Bucks team president Peter Feigin and Milwaukee leaders all said today that sides are close to a deal for the public’s share of funding for a new Bucks arena in the city, Scott Bauer of The Associated Press reports. Wisconsin governor Scott Walker expressed the same sentiments at the beginning of the month, though negotiations continue. Feigin and city leaders expressed optimism today that talks can result in a deal by the end of the week, and a key state legislator said the goal is to announce a deal Wednesday, Bauer tweets, though Milwaukee mayor Tom Barrett added that there’s still work to be done, as Bauer writes in his story.
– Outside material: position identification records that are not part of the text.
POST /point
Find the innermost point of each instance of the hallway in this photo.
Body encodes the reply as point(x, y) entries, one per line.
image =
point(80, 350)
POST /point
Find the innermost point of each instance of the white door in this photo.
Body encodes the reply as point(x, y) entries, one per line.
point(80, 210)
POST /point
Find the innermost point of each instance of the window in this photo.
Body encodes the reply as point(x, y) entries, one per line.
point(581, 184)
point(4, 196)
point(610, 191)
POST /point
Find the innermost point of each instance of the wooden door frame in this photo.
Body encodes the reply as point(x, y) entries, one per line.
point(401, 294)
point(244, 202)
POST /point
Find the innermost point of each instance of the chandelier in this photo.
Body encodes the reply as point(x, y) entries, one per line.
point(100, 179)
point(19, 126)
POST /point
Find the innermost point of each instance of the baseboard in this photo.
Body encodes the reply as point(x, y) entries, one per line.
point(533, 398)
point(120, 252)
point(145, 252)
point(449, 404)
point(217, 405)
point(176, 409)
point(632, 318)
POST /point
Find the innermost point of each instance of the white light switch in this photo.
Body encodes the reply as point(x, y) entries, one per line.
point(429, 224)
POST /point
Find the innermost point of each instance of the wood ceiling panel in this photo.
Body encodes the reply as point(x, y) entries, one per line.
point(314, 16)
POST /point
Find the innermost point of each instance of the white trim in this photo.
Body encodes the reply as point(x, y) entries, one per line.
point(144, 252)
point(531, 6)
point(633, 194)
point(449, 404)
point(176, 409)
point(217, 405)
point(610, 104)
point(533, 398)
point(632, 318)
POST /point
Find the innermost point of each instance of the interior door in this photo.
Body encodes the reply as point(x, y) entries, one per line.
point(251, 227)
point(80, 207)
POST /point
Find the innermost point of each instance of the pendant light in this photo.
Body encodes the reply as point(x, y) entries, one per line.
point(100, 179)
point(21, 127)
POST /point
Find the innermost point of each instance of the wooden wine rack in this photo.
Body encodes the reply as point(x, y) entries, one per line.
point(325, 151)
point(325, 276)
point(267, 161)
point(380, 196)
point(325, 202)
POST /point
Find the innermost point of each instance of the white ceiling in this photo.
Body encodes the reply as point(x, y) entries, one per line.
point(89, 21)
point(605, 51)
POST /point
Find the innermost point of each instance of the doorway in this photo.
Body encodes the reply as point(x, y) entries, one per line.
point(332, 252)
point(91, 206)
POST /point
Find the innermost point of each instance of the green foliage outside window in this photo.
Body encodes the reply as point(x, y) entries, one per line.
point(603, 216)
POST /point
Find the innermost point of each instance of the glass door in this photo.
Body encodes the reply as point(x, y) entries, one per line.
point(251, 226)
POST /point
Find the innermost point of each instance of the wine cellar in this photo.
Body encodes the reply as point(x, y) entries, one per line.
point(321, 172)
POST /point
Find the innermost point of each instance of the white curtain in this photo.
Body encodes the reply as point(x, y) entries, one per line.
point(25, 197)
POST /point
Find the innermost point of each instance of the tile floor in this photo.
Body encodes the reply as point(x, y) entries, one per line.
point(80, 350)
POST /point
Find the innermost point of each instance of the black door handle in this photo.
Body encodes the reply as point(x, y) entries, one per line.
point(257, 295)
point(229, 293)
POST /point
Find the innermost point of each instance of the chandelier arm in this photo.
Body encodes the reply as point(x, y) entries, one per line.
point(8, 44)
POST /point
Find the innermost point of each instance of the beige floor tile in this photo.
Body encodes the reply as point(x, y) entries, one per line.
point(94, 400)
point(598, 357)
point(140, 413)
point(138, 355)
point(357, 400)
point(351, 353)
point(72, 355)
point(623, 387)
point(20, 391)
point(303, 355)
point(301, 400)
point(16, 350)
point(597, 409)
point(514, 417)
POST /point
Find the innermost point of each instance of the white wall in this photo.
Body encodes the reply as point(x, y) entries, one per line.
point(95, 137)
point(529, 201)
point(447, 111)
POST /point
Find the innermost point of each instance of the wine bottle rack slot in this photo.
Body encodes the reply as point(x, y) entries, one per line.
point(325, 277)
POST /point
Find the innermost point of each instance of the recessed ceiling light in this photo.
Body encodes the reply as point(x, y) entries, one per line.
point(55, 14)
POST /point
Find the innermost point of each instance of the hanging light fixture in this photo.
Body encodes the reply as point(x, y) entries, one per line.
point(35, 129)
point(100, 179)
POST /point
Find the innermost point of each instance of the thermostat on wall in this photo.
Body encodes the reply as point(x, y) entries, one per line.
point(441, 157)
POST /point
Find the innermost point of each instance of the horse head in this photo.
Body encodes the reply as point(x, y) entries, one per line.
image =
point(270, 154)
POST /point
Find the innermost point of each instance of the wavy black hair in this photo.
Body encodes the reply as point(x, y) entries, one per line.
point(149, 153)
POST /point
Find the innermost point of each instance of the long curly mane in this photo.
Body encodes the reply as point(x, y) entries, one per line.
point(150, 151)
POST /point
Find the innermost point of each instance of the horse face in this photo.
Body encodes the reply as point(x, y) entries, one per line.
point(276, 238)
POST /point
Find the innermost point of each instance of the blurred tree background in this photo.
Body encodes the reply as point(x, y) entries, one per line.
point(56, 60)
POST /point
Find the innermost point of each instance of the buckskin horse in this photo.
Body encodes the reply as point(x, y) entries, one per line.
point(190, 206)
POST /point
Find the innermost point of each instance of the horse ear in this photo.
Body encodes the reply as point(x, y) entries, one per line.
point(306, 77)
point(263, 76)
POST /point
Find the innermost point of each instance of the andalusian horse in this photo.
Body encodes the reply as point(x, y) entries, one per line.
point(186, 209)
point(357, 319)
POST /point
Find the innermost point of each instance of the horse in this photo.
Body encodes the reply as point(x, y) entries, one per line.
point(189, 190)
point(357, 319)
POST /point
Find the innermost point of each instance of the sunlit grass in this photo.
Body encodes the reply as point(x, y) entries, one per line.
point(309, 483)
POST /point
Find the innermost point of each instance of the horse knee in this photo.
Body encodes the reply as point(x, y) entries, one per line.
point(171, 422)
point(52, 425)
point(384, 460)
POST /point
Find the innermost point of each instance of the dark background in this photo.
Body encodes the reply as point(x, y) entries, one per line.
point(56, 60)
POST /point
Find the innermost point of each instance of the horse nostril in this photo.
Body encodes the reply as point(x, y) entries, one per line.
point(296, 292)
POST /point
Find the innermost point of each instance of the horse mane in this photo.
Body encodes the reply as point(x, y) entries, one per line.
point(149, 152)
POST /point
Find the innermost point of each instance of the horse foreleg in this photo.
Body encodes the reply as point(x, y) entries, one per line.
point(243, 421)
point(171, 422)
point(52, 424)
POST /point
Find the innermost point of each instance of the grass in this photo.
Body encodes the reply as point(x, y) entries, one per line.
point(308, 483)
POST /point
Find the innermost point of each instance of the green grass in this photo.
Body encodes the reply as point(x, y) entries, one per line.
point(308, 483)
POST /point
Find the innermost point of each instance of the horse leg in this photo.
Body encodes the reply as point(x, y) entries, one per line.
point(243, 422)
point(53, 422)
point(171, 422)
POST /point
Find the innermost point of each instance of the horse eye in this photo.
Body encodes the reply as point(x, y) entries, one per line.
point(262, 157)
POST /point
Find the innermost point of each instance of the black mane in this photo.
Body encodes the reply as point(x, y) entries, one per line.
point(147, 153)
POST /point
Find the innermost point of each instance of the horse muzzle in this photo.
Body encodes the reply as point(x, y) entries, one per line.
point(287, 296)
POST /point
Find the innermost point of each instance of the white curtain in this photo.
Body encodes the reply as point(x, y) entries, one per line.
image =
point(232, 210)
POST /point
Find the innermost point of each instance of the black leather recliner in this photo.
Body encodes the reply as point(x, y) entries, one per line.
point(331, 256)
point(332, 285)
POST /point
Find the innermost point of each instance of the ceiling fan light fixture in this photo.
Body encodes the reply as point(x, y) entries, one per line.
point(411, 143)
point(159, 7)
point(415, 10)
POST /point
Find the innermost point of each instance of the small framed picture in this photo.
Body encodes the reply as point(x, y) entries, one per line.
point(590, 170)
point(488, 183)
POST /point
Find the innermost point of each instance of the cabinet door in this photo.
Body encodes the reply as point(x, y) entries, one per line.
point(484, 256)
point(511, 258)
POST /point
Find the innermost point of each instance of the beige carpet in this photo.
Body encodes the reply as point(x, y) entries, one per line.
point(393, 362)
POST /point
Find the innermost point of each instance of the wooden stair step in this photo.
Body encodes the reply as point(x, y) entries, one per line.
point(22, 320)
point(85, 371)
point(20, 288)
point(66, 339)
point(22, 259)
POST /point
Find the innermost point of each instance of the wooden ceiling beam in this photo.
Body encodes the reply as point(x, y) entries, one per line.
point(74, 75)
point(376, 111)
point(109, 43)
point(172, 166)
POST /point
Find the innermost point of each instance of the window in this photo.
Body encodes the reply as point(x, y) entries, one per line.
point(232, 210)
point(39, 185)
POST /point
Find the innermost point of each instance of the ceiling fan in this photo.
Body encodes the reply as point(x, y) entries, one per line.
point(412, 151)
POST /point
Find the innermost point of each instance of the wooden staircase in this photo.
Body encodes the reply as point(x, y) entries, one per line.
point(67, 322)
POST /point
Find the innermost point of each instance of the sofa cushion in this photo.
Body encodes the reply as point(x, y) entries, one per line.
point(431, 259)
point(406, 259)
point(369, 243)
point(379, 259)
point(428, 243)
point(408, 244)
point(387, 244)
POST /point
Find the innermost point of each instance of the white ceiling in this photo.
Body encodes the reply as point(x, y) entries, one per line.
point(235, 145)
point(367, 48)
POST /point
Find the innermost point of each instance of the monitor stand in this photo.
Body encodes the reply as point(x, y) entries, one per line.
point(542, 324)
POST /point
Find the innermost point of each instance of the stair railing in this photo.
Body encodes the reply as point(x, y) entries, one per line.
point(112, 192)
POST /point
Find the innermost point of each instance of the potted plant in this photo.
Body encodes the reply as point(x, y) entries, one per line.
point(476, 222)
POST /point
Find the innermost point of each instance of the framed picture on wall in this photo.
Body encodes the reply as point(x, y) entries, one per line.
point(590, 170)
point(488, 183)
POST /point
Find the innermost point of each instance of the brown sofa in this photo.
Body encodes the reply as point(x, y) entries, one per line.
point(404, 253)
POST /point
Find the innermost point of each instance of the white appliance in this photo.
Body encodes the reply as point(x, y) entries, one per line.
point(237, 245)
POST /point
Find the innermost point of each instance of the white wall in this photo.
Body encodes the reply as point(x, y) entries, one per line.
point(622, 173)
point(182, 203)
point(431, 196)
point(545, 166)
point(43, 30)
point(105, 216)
The Bucks face an NBA-imposed deadline to have an arena ready by opening night in 2017, and funding has to be secured by June in order for the project to remain on track, as Brian Windhorst of ESPN.com wrote recently. The league, should it determine at any point that the arena effort is not moving swiftly enough, intends to exercise its right to seize the team from owners Wesley Edens, Marc Lasry and Jamie Dinan and seek to move it elsewhere, according to Windhorst. Commissioner Adam Silver has nonetheless publicly maintained confidence that public funding will come.
Feigin backed off an assertion in late April that a deal for public funding had to be done within 10 days from that point. State, county and city leaders have been squabbling over how to finance their $250MM share of the proposed $500MM arena. The Bucks owners, as well as former owner principal owner Herb Kohl, have committed the other $250MM.